Additionally, some aggregations on floating point columns that contain NaN can produce results different from Spark in versions prior to Spark 3.1.0. If it is known with certainty that the floating point columns do not contain NaN, set spark.rapids.sql.hasNans to false to run GPU enabled aggregations on them.

In the case of a distinct count on NaN values, prior to Spark 3.1.0, the issue only shows up if you have different NaN values. There are several different binary values that are all considered to be NaN by floating point. The plugin treats all of these as the same value, where as Spark treats them all as different values. Because this is considered to be rare we do not disable distinct count for floating point values even if spark.rapids.sql.hasNans is true.

0.0 vs -0.0

Floating point allows zero to be encoded as 0.0 and -0.0, but the IEEE standard says that they should be interpreted as the same. Most databases normalize these values to always be 0.0. Spark does this in some cases but not all as is documented here. The underlying implementation of this plugin treats them as the same for essentially all processing. This can result in some differences with Spark for operations, prior to Spark 3.1.0, like sorting, and distinct count. There are still differences with joins, and comparisons even after Spark 3.1.0.

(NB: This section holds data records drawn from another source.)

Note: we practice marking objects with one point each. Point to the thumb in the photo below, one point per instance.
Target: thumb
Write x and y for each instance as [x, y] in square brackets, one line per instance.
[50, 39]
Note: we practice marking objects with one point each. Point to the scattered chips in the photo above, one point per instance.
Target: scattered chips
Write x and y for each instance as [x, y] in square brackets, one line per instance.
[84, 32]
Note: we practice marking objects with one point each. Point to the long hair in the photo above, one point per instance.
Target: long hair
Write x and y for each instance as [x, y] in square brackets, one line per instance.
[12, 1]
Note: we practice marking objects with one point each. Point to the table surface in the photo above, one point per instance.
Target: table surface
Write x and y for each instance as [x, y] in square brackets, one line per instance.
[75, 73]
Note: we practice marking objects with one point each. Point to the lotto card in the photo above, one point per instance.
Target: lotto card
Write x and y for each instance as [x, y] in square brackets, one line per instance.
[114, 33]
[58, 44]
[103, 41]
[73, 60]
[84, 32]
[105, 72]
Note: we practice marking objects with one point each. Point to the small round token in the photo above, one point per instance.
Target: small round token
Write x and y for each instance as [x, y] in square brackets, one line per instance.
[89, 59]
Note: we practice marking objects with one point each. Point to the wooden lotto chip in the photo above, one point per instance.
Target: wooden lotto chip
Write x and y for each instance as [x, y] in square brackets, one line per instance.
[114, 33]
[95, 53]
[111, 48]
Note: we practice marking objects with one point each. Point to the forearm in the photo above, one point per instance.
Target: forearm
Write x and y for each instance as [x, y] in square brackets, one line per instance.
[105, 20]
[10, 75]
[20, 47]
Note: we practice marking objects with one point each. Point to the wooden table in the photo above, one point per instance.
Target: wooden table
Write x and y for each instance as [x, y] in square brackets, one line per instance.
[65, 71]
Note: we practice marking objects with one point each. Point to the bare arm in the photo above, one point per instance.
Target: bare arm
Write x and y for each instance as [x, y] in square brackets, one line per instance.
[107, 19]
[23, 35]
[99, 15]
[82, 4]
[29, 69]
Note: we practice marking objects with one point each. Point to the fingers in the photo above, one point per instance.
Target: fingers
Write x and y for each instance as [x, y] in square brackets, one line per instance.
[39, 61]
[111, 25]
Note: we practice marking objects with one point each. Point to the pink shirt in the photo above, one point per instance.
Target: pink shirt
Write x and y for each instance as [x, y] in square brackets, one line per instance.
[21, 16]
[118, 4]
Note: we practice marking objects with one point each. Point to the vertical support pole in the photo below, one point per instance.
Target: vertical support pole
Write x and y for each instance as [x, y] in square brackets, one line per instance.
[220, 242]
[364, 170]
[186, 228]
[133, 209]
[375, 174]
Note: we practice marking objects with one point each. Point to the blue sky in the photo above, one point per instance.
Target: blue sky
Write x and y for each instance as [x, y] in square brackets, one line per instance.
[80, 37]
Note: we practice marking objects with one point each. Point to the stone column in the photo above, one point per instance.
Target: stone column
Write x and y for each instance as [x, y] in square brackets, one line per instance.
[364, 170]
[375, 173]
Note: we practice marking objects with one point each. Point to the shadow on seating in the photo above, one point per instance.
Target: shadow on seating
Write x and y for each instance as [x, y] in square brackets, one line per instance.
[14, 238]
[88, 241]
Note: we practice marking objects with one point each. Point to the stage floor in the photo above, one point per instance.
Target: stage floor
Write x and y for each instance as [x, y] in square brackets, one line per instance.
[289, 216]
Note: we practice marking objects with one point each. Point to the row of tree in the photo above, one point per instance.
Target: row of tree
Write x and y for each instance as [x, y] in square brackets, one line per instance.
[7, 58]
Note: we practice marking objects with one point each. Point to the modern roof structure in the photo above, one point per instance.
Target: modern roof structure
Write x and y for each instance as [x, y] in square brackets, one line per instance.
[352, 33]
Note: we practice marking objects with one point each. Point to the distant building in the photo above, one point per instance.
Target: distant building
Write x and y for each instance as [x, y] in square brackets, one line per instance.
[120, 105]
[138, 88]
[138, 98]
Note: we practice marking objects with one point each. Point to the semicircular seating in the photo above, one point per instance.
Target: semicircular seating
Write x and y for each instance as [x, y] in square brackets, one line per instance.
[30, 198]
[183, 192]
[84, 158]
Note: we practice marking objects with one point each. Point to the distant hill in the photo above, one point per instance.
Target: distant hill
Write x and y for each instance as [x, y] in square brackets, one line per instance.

We do not disable operations that produce different results due to -0.0 in the data because it is considered to be a rare occurrence.

Decimal Support

Apache Spark supports decimal values with a precision up to 38. This equates to 128-bits. However, when actually processing the data, in most cases, it is temporarily converted to Java’s BigDecimal type which allows for effectively unlimited precision. This lets Spark do complicated calculations without the risk of missing an overflow and causing data corruption. It also lets Spark support some operations that require intermediate values that are larger than a 128-bit representation can support.

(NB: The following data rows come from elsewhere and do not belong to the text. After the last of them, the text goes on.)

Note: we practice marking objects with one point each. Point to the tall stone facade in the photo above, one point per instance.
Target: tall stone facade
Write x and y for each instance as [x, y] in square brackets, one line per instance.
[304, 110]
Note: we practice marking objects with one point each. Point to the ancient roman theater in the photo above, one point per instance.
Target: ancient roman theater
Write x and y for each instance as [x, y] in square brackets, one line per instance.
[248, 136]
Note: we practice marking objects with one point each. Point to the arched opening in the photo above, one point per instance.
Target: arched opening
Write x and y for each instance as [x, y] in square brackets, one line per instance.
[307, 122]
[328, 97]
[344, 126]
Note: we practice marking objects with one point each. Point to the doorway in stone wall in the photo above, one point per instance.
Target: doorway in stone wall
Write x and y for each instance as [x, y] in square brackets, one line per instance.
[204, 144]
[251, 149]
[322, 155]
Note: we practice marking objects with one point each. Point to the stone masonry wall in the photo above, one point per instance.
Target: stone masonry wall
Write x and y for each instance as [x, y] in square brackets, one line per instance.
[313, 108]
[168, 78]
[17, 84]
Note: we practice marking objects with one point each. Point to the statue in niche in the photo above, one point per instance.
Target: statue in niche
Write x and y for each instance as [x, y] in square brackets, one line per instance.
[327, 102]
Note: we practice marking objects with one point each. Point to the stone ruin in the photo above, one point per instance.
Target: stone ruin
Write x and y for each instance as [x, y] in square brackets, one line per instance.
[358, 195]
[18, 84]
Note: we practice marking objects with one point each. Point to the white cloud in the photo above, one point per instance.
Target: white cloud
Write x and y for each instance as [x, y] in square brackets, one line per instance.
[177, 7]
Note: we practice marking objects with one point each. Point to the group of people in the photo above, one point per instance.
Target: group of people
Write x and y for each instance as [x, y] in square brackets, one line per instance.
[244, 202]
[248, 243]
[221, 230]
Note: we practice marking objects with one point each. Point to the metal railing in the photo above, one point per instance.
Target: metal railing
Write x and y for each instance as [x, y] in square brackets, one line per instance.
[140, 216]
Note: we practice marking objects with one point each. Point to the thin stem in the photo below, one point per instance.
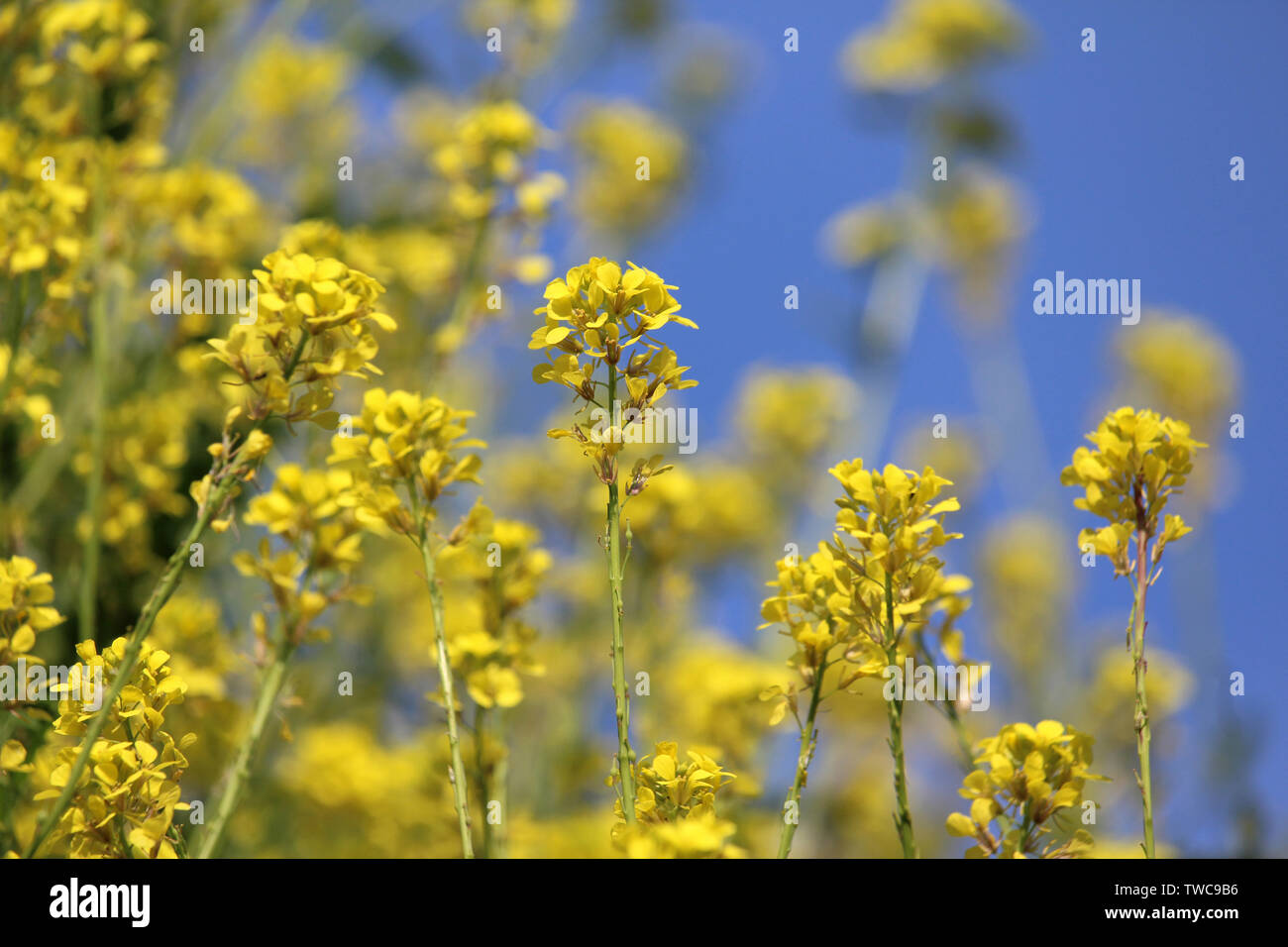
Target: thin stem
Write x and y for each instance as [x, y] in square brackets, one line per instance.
[894, 710]
[490, 780]
[86, 612]
[625, 757]
[161, 592]
[1141, 712]
[809, 741]
[239, 777]
[458, 774]
[99, 359]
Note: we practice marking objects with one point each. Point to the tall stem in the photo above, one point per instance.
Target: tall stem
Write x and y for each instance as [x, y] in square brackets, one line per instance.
[161, 592]
[894, 710]
[625, 757]
[269, 689]
[488, 729]
[458, 775]
[98, 342]
[809, 740]
[1141, 714]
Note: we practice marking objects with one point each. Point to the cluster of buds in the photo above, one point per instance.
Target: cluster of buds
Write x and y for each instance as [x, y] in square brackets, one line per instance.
[599, 317]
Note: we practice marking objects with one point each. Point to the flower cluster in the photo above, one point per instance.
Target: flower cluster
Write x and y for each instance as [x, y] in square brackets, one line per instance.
[1025, 777]
[837, 595]
[1138, 460]
[926, 40]
[505, 566]
[313, 326]
[125, 802]
[411, 441]
[485, 150]
[675, 808]
[313, 512]
[25, 596]
[600, 316]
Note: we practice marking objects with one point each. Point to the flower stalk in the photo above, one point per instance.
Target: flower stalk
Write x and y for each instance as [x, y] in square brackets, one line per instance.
[809, 742]
[239, 777]
[445, 673]
[161, 592]
[1141, 709]
[621, 698]
[894, 711]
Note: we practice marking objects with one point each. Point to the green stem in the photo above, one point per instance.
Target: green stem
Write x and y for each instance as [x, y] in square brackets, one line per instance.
[625, 757]
[86, 612]
[809, 741]
[490, 780]
[239, 777]
[894, 710]
[161, 592]
[1141, 714]
[458, 774]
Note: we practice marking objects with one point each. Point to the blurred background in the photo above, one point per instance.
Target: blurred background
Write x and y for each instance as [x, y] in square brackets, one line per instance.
[845, 299]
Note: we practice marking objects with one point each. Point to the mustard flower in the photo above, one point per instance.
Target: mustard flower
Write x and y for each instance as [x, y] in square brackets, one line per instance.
[313, 512]
[675, 806]
[25, 609]
[1138, 462]
[923, 42]
[600, 316]
[313, 326]
[124, 802]
[413, 442]
[861, 594]
[1026, 777]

The RAPIDS Accelerator currently is limited to a maximum of 128-bits for storing or processing decimal values. This allows us to fully support the majority of decimal operations. But there are a few operations that we cannot support to the same degree as Spark can on the CPU.

Decimal Sum Aggregation

When Apache Spark does a sum aggregation on decimal values it will store the result in a value with a precision that is the input precision + 10, but with a maximum precision of 38. The table below shows the number of rows/values in an aggregation before an overflow is possible, and the number of rows/values in the aggregation before an overflow might not be detected. The numbers are for Spark 3.1.0 and above after a number of fixes were put in place, please see SPARK-28067 and SPARK-32018 for more information. Please also note that these are for the worst case situations, meaning all the values in the sum were either the largest or smallest values possible to be stored in the input type. In the common case, where the numbers are smaller, or vary between positive and negative values, many more rows/values can be processed without any issues.

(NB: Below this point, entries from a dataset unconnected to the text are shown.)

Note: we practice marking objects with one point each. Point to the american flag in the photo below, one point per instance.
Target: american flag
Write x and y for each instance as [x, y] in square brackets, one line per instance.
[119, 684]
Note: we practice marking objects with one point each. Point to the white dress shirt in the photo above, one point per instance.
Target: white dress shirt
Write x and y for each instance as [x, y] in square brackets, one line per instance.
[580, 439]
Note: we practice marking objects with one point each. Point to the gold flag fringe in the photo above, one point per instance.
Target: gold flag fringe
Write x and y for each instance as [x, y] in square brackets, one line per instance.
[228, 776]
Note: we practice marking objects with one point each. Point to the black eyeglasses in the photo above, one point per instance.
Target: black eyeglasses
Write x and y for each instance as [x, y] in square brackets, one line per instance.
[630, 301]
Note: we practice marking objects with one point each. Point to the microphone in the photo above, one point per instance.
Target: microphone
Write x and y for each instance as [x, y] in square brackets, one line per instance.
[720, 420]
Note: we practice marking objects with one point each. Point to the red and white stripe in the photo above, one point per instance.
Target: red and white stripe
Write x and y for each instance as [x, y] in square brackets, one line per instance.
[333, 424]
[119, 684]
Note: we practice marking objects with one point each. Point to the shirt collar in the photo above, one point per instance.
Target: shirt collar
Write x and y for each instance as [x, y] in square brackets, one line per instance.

Input Precision Number of values before overflow is possible Maximum number of values for guaranteed overflow detection (Spark CPU) Maximum number of values for guaranteed overflow detection (RAPIDS GPU)
1 11,111,111,111 2,049,638,219,301,061,290 Same as CPU
2 10,101,010,101 186,330,738,118,278,299 Same as CPU
3 10,010,010,010 18,465,199,272,982,534 Same as CPU
4 10,001,000,100 1,844,848,892,260,181 Same as CPU
5 10,000,100,001 184,459,285,329,948 Same as CPU
6 10,000,010,000 18,436,762,510,472 Same as CPU
7 10,000,001,000 1,834,674,590,838 Same as CPU
8 10,000,000,100 174,467,442,481 Same as CPU
9 10,000,000,010 Unlimited Unlimited
10 - 19 10,000,000,000 Unlimited Unlimited
20 10,000,000,000 Unlimited 3,402,823,659,209,384,634
21 10,000,000,000 Unlimited 340,282,356,920,938,463
22 10,000,000,000 Unlimited 34,028,226,692,093,846
23 10,000,000,000 Unlimited 3,402,813,669,209,384
24 10,000,000,000 Unlimited 340,272,366,920,938
25 10,000,000,000 Unlimited 34,018,236,692,093
26 10,000,000,000 Unlimited 3,392,823,669,209
27 10,000,000,000 Unlimited 330,282,366,920
28 10,000,000,000 Unlimited 24,028,236,692
29 1,000,000,000 Unlimited Falls back to CPU
30 100,000,000 Unlimited Falls back to CPU
31 10,000,000 Unlimited Falls back to CPU
32 1,000,000 Unlimited Falls back to CPU
33 100,000 Unlimited Falls back to CPU
34 10,00 Unlimited Falls back to CPU
35 1,000 Unlimited Falls back to CPU
36 100 Unlimited Falls back to CPU
37 10 Unlimited Falls back to CPU
38 1 Unlimited Falls back to CPU

For an input precision of 9 and above, Spark will do the aggregations as a BigDecimal value which is slow, but guarantees that any overflow can be detected. For inputs with a precision of 8 or below Spark will internally do the calculations as a long value, 64-bits. When the precision is 8, you would need at least 174-billion values/rows contributing to a single aggregation result, and even then all the values would need to be either the largest or the smallest value possible to be stored in the type before the overflow is no longer detected.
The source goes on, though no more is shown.